There isn’t a specific aspect of Alabama Shakes that makes the project work. Many will cite singer and guitarist Brittany Howard and her voice as being the magic of the band, but in front of a couple hundred people in Santa Monica, California –for the first ever live broadcast from KCRW’s Apogee Sessions series (and a First Listen Live stream from NPR as well)— Alabama Shakes showed many strengths, and Howard’s voice was just one of them.
Performing as a nine-piece, with two keyboard players and a trio of backing vocalists, the band oozed with Southern hospitality, their origin found not only by namesake, but tattooed across Howard’s right arm. “Bring it!” a fan yelled at one point, to which Howard responded, “Yes sir, coming right up,” as if she were dishing out coffee and needed to make light of a pushy customer. Later, Howard thanked the audience for what she realized was the third time in as many songs, noting that she wasn’t sure if she was supposed to keep thanking people, but that she truly was thankful. She followed up on this at the end of the performance by not only thanking the audience and KCRW, but each one of her bandmates by name. It was warm and sincere.

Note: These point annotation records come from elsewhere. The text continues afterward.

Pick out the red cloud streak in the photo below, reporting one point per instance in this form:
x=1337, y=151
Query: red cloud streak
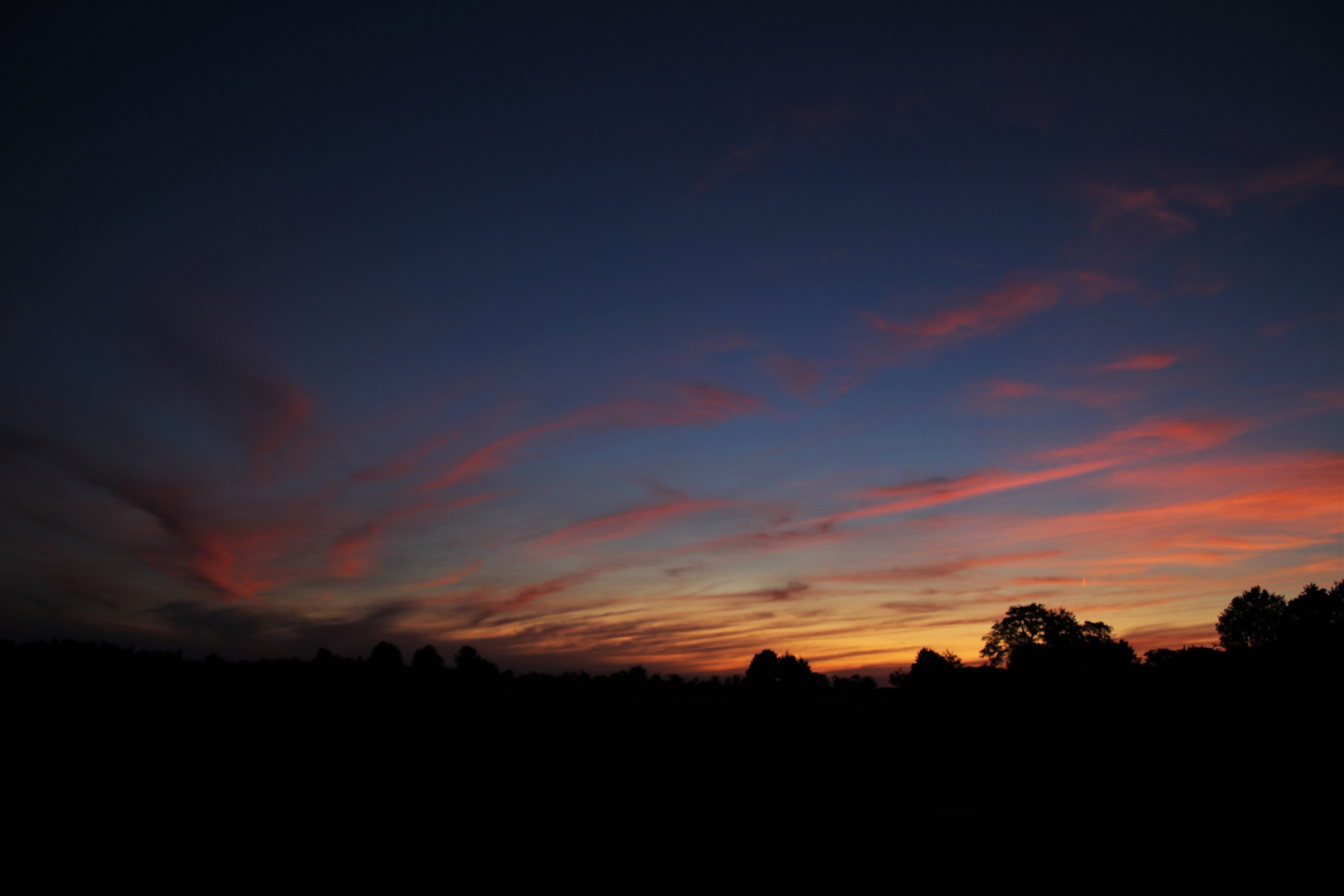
x=628, y=524
x=693, y=405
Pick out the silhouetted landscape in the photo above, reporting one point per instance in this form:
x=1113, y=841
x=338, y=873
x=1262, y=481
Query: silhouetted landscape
x=1058, y=718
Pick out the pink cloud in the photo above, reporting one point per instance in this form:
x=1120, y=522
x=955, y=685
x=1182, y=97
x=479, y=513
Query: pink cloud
x=689, y=405
x=993, y=310
x=452, y=577
x=1148, y=204
x=405, y=464
x=914, y=496
x=1142, y=362
x=799, y=377
x=628, y=524
x=1157, y=207
x=1155, y=437
x=734, y=164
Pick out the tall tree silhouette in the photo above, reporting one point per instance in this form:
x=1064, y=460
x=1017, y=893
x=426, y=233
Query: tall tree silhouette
x=426, y=660
x=1253, y=620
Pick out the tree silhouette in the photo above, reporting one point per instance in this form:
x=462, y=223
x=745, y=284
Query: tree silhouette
x=1253, y=620
x=426, y=660
x=386, y=655
x=1035, y=625
x=929, y=668
x=1034, y=638
x=475, y=668
x=767, y=670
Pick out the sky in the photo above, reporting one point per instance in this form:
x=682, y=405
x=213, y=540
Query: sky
x=604, y=334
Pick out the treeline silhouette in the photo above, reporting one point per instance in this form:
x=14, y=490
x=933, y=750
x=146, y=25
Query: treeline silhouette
x=1259, y=631
x=1062, y=720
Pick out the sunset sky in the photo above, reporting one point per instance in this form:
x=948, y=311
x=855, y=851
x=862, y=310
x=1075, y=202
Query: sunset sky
x=589, y=334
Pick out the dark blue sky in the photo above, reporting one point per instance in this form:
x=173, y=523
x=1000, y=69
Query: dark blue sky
x=594, y=334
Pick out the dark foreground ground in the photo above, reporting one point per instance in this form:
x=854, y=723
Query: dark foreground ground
x=93, y=744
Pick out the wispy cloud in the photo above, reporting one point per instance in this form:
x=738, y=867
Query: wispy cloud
x=626, y=524
x=799, y=377
x=992, y=310
x=1168, y=212
x=687, y=405
x=1142, y=362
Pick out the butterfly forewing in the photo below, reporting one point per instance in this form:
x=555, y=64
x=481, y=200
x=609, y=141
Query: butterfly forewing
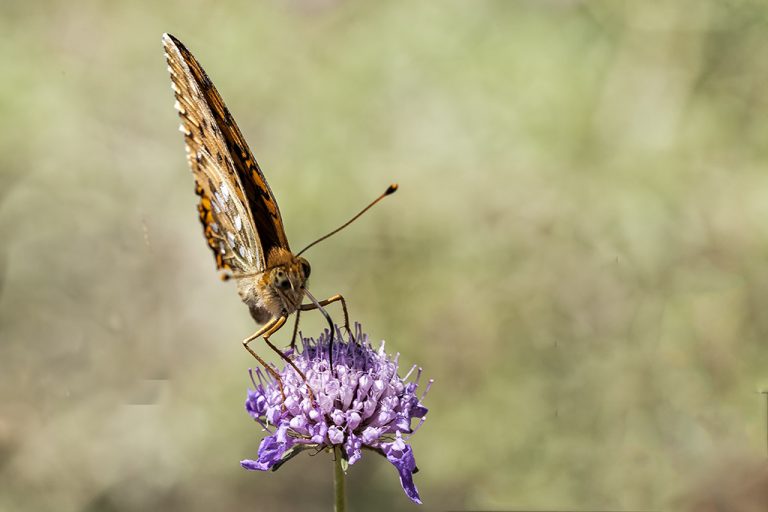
x=240, y=217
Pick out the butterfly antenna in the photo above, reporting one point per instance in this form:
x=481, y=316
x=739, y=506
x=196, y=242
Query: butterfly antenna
x=390, y=190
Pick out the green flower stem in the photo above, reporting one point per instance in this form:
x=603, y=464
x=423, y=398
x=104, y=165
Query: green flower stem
x=340, y=498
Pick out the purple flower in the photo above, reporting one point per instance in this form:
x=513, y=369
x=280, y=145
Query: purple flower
x=359, y=403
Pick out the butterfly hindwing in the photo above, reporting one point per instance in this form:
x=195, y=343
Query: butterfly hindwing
x=240, y=216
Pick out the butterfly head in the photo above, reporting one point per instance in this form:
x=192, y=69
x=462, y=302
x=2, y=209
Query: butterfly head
x=283, y=283
x=291, y=276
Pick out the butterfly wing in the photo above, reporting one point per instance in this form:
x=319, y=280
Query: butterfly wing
x=240, y=217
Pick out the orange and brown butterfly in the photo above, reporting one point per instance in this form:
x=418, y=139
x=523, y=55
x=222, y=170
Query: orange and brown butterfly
x=240, y=217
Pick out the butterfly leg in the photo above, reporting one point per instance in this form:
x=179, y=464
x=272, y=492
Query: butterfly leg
x=330, y=300
x=263, y=363
x=265, y=333
x=295, y=330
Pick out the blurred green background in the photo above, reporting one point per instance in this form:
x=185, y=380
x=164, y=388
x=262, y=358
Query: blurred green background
x=577, y=253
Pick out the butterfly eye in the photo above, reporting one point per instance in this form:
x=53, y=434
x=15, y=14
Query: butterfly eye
x=305, y=268
x=281, y=280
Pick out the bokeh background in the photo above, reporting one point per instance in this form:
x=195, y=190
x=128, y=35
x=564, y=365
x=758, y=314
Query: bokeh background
x=577, y=254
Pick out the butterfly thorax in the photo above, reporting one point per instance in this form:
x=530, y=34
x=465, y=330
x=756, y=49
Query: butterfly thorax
x=279, y=289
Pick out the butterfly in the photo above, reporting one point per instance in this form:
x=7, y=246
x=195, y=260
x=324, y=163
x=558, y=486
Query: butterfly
x=240, y=217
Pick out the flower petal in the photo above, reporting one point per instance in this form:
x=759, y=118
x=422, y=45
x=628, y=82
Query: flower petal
x=401, y=456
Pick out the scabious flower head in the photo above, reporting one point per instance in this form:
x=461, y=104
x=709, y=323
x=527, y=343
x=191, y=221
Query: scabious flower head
x=359, y=403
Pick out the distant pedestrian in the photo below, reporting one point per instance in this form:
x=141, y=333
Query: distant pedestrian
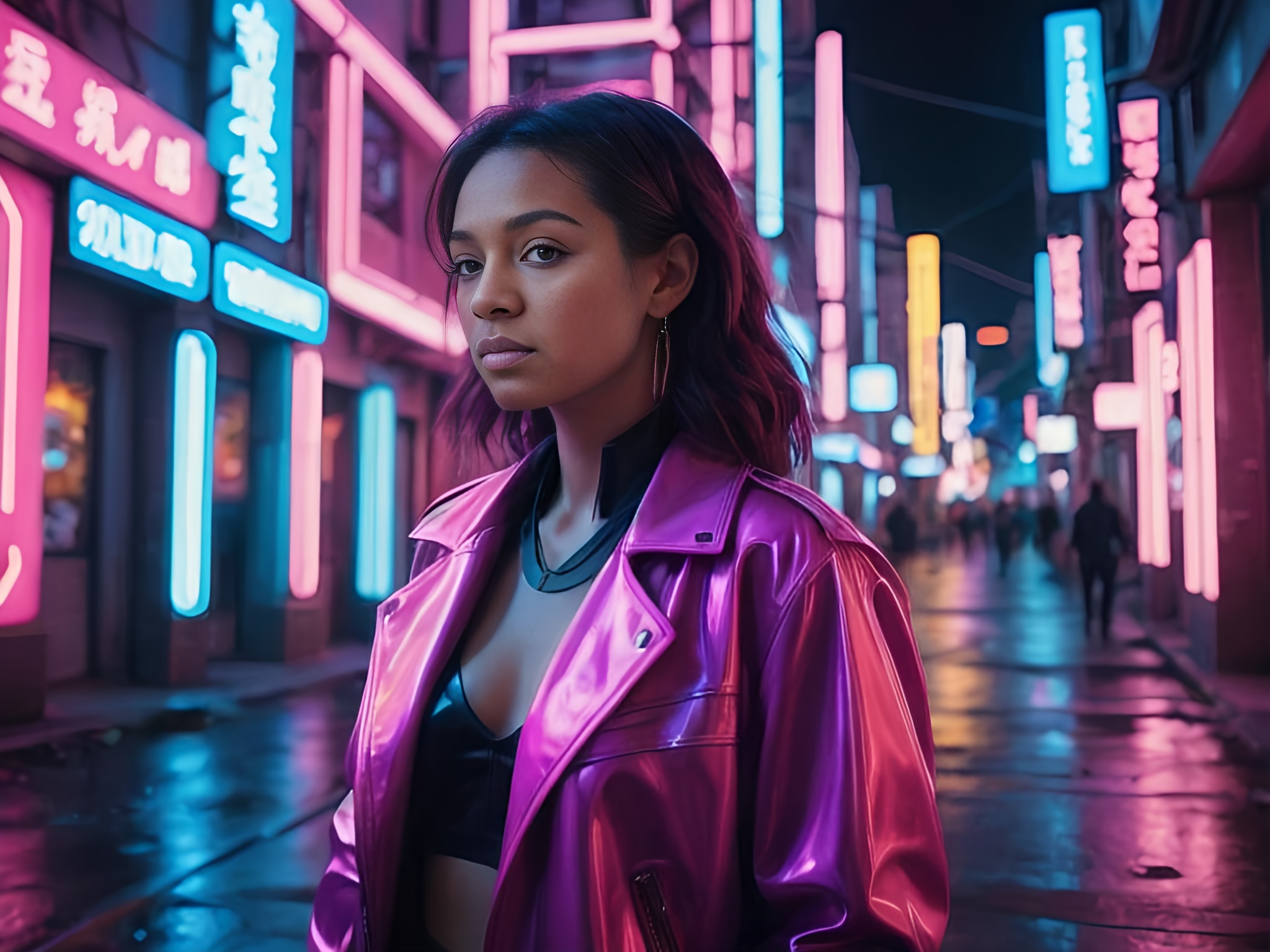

But when Alabama Shakes wasn’t charming with its personality, the set was remarkable for the way the songs were presented. The band knows how to fill space with sound, packing drama into fairly traditional songwriting. But maybe more impressive was how they managed to let space into their music. Songs were given chances to breathe and not every moment required tension or had to be streamlined. There was a front porch aspect to the set, relaxed without slacking: Bassist Zac Cockrell leaned comfortably on a stool, percussionist Steve Johnson drove songs through precision rather than force, and Paul Horton performed mostly under the hood of his sweatshirt. This was all a foil to Howard’s emotional deliveries, the likes of which left her wiping sweat from her brow between numbers, a deserved respite given the energy she showcased.
And as for songs themselves, the show was unsurprisingly heavy on new album Sound & Color, with fans reacting to a number of the new cuts as if they were longtime favorites, particularly single “Don’t Wanna Fight”, where audience members could be seen singing along, and the slow jam “Give Me All Your Love”, in which Howard does a magical transition between yelp and howl within the same sentence of the refrain. Another new single, “Future People”, proved just as much a live juggernaut as on record, with the backup singers adding additional percussion and Howard’s voice extending to its highest possible register, enough so that the crusty bass becomes an afterthought live despite dominating the recorded version.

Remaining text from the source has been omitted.